What does a POA (or ROA) do?
While they may also be interested in property values and aesthetics (like an HOA or COA), a POA or ROA goes beyond that scope to also include services, programs, and committees that would benefit the whole of the community. Paint colors and roof design may be a part of a POA’s determinations, but typically, a POA will also discuss things like clubs, community parks, events, and even business operating licenses, in some cases.
A POA might cover one neighborhood, an entire town, or multiple towns; it can also focus on one delineated area (like a historic district or a golf course). A POA or ROA might also encompass one or more HOAs or COAs.
Pirain mentions the planned community of Celebration, Florida, as an example.
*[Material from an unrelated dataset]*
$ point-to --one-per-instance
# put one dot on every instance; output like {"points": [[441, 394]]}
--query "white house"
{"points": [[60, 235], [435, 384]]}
The Celebration ROA is made up of a collection of neighborhoods –– some single-family, some duplexes, some townhomes, some condos, and some apartment complexes. All of the neighborhoods fall under the ROA; the ROA informs and oversees the individual neighborhoods in terms of aesthetics and overall community development. This keeps the entire town cohesive in terms of atmosphere and experience.
A POA may or may not be mandatory and will usually charge additional fees over and above HOA fees. To continue with the Celebration ROA example, all owners are expected to pay a yearly flat fee to the ROA in addition to the variable monthly fee to maintain their own particular neighborhood (like an HOA).
As far as getting involved, POA boards may hold town meetings to vote on certain community aspects. However, homeowners should be aware that change is much harder to institute in a POA simply because of the premise. If you are part of a POA, you are likely part of a planned community –– one with specific standards that have been set since the formation of the POA.
So what’s the difference?
For simplicity’s sake, let’s compare HOAs and POAs side by side.
HOA (or COA)
POA (or ROA)
|Oversees a limited neighborhood or building||Oversees several neighborhoods, buildings, and possibly commercial properties|
|Membership could be mandatory or voluntary||Membership could be mandatory or voluntary|
|Property value is the main goal||Larger community planning is the main goal|
|Aesthetics often of primary concern||Aesthetics are a part of their concern|
|Dues collected yearly, quarterly, or annually||Additional dues may be collected on top of any HOA|
|May add or maintain amenities or events||May add or maintain services, amenities, clubs, events, and more|
|Board members are usually elected homeowners||Board members may be homeowners or property planners|
|Bylaws may be simple or complex||Bylaws are likely complex and specific|
|Could fine homeowners for noncompliance||Could fine homeowners for noncompliance|
Associations aren’t for everyone, so buyers should weigh the pros and cons carefully. In Pirain’s experience, “Some people say, ‘don’t tell me what I can do with my house.’” Others appreciate the visual continuity and united environment that comes with associations. Each homebuyer should research their potential home’s associations thoroughly before purchasing and think through how being a part of those associations will affect their personal lifestyle.